‘Empire’ exposes lavish, cruel nature of hip-hop industry


Photo via imdb.com

Fox has a new show on the horizon. It is raunchy, filled with turmoil and boasts a cast of successful black actors and actresses. “Empire” has already been picked up for a second season, so it is safe to say that this show’s ability to capture audiences around the country is legitimate.

Director Lee Daniels, who also directed the box-office hit “The Butler,” took Hollywood by storm with his Wednesday night thriller. Along with him are the likes of Terrence Howard, who plays Lucious Lyon, an iconic rap star from the 1980’s and Taraji P. Henson, who plays Cookie Lyon, the ex-wife of Lucious. Using Howard and Henson together to create a galactic storyline was an extremely smart move. They worked together in 2005’s “Hustle & Flow,” so the connection between these two is tangible and simply remarkable.

“Empire” involves sacrifice, questions about sexual orientation, insecurities and dishonesty among family members. The rat race to gain sole possession of Lucious Lyon’s company, Empire, is the main goal for each member of the family. Each individual asserts themselves  to gain control of Empire, giving the show an edge with a trickle-down effect on other characters.
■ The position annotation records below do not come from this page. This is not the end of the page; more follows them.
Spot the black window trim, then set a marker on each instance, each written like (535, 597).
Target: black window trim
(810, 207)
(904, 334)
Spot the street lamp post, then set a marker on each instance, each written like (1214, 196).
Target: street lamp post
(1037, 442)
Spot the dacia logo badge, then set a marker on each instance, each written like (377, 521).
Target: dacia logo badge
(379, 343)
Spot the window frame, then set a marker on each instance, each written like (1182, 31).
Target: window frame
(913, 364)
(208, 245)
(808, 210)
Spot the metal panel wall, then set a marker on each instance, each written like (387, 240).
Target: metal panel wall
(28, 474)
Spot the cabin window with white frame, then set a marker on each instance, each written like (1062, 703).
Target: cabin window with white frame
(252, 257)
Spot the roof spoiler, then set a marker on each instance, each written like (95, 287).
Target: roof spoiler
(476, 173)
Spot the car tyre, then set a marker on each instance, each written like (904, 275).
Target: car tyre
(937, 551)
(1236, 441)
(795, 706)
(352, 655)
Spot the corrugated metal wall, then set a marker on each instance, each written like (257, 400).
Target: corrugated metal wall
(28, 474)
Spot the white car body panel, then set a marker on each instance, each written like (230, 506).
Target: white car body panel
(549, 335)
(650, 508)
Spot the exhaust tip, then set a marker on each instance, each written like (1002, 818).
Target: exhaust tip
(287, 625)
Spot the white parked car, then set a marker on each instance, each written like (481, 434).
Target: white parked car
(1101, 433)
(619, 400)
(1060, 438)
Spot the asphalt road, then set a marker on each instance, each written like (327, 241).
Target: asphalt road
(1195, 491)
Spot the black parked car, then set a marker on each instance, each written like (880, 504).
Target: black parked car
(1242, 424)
These characters include Lucious’s sons: Jamal, who identifies as gay, Hakeem, who carries on the legacy of his father and Andre, a self-centered businessman. Cookie, who spent time in prison because of Lucious, is also in the running for the company and returns to take what was stolen from her many years ago.

The plethora of storylines present makes for great back-and- forth action, and the hour long show feels as though I am watching an extended movie every week. Then again, binge-watching five episodes in one night can certainly make you feel that way. Another cool aspect of “Empire” is the use of current artists trying to make a name for themselves. Bryshere Gray (Hakeem Lyon), who goes by Yazz the Rapper in real life, is able to promote himself through the show as an actor and up-and-coming rapper. Similarly, Veronika Bozeman (Veronica), appears in several episodes and is able to showcase her beautiful and eloquent voice in a memorable way in the first episode.

Gabourey Sidibe (Becky), who played the main character in “Precious,” Cuba Gooding Jr. (Puma), Malik Yoba (Vernon Turner) and a bevy of other well-known actors grace the set with star-power, but they also give the main actors some support and provide comic relief. That said, some of the humor within the show seems a little jaded, with Ray Rice and Trayvon Martin references popping up every now and then. Other pop culture references and real-time uses of social media is something else that does not have to be perpetuated throughout the show. “Empire” has a strong storyline and drama to stay away from corny, and far too- soon jokes that may not sit well with some viewers.

With over 11 million viewers a night tuning into the last two episodes of Empire, one might ask what makes this show so popular and more watched than “American Idol,” a staple on Fox. As someone who does not watch much television other than sporting events, HGTV and the Food Network, “Empire” gives me insight into the complexity of issues the Lyon family faces and shows the harsh nature of the hip-hop industry.

With that said, the social hierarchy and a race to the top is an accurate representation of how business, especially music, works. Pulling strings and going against the grain is key for anyone who wants to become a successful member of the music industry or performing artist. When building a legacy, family members are usually the first people to provide support to achieve a certain status, but counting on family members for emotional and financial support is definitely the last option to consider in Fox’s “Empire.”